Sales of private listed non-financial companies rose 8 per cent on year in the second quarter of FY26, accelerating from 5.5 per cent growth in Q1, led by improvement in sales growth across all the major sectors, according to Reserve Bank of India.
The RBI released data on performance of private corporate business sector in Q2 of FY26, based on the results of 3,118 listed non-government, non-financial companies.
Of the total, sales of 1,775 listed private manufacturing companies went up 8.5 per cent, from 5.3 per cent in Q1, mainly driven by higher sales growth in automobiles, food products, electrical machinery and chemicals industries.
Operating profit growth of manufacturing and IT companies improved to 10.6 per cent and 7.7 per cent, respectively, while it moderated to 6.5 per cent for non-IT services companies during Q2 from the previous quarter.
Information Technology (IT) companies recorded a rise of 7.8 per cent in their sales during Q2 from 6 per cent in the previous quarter, said RBI.
Operating profit margin improved sequentially for IT companies during Q2, while it moderated for manufacturing and non-IT services sector.
Sales of non-IT services companies recorded a double-digit growth of 10.6 per cent in Q2 as compared to 7.5 per cent growth in the previous quarter, primarily due to higher sales growth recorded by the wholesale and retail trade companies, the study said.
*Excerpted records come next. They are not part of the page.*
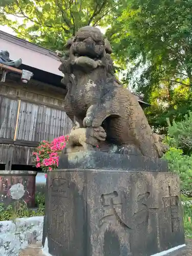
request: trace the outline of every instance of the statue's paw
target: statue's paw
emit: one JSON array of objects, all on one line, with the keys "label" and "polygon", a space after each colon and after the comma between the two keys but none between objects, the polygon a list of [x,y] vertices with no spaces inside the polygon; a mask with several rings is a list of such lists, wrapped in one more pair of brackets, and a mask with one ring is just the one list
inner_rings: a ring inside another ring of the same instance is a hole
[{"label": "statue's paw", "polygon": [[93,128],[93,136],[100,141],[104,141],[106,139],[106,134],[102,126],[98,126]]},{"label": "statue's paw", "polygon": [[97,118],[94,119],[93,117],[87,116],[83,119],[83,125],[84,127],[98,127],[101,125],[101,122],[99,122]]},{"label": "statue's paw", "polygon": [[87,116],[83,119],[82,124],[84,127],[90,127],[92,124],[92,118],[91,117]]}]

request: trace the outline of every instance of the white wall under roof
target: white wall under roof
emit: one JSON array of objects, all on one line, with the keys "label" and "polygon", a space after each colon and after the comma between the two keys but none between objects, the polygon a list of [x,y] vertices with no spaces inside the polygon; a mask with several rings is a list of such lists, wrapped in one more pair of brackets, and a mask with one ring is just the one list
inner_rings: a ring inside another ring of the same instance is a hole
[{"label": "white wall under roof", "polygon": [[60,64],[59,58],[56,59],[55,56],[53,58],[1,38],[0,49],[7,50],[10,59],[13,60],[21,58],[23,64],[63,76],[63,74],[58,69]]}]

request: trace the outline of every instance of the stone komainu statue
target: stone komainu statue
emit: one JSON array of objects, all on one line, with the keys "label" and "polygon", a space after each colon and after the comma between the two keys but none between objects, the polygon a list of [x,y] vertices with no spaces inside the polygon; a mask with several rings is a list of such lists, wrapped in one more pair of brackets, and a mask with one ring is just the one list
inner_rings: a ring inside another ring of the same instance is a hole
[{"label": "stone komainu statue", "polygon": [[75,124],[67,152],[99,145],[101,151],[160,158],[164,147],[136,97],[115,77],[112,52],[100,30],[90,26],[66,45],[59,69],[67,89],[65,110]]}]

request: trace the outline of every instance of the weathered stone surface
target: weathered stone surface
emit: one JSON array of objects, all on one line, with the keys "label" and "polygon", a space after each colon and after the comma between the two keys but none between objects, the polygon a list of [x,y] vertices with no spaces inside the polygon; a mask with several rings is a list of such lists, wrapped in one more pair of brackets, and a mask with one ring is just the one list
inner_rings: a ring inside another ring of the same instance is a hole
[{"label": "weathered stone surface", "polygon": [[43,244],[54,256],[150,256],[183,244],[179,184],[157,172],[50,172]]},{"label": "weathered stone surface", "polygon": [[95,144],[105,148],[104,140],[160,158],[167,148],[153,133],[136,96],[115,77],[112,49],[100,30],[81,28],[65,50],[59,69],[67,92],[65,110],[74,123],[68,152],[87,150]]},{"label": "weathered stone surface", "polygon": [[[22,250],[19,254],[19,256],[36,256],[37,255],[41,256],[46,255],[42,253],[41,245],[40,244],[31,245],[27,249]],[[191,256],[191,255],[192,243],[190,241],[186,247],[167,254],[166,256]]]},{"label": "weathered stone surface", "polygon": [[18,256],[20,249],[41,241],[43,221],[43,216],[0,221],[0,255]]},{"label": "weathered stone surface", "polygon": [[98,151],[80,151],[62,154],[59,169],[97,169],[111,171],[167,172],[167,162],[162,159],[152,160],[142,156],[123,155]]}]

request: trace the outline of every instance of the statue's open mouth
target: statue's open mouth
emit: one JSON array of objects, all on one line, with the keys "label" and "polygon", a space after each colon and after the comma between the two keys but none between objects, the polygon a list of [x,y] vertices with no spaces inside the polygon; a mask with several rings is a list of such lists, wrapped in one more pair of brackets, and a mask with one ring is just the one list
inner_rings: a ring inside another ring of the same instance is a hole
[{"label": "statue's open mouth", "polygon": [[87,45],[83,42],[74,43],[70,50],[71,63],[84,68],[100,66],[104,53],[104,46]]}]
While sales showed an improvement, there was also a rise in expenses, due to higher raw material prices and staff costs.
Manufacturing companies’ expenses on raw material rose by 9.0 per cent in the quarter under review with raw material to sales ratio increasing to 55.9 per cent during Q2 from 54.1 per cent in the previous quarter.
During the quarter staff costs of manufacturing, IT and non-IT services companies rose 9.2 per cent, 6 per cent and 8.9 per cent, respectively, higher than the growth recorded during the previous quarter.
Staff cost to sales ratio for manufacturing and non-IT services companies, broadly remained stable at 5.8 per cent and 10.7 per cent, respectively, during Q2, while for IT companies, the ratio moderated to 47.3 per cent in Q2 from 48.8 per cent in the previous quarter.
RBI said with the sequential decline in profit, manufacturing companies’ interest coverage ratio moderated to 8.6 in the quarter.
Within services sector, while ICR of non-IT services companies broadly remained stable, ICR of IT firms continued to remain at elevated levels.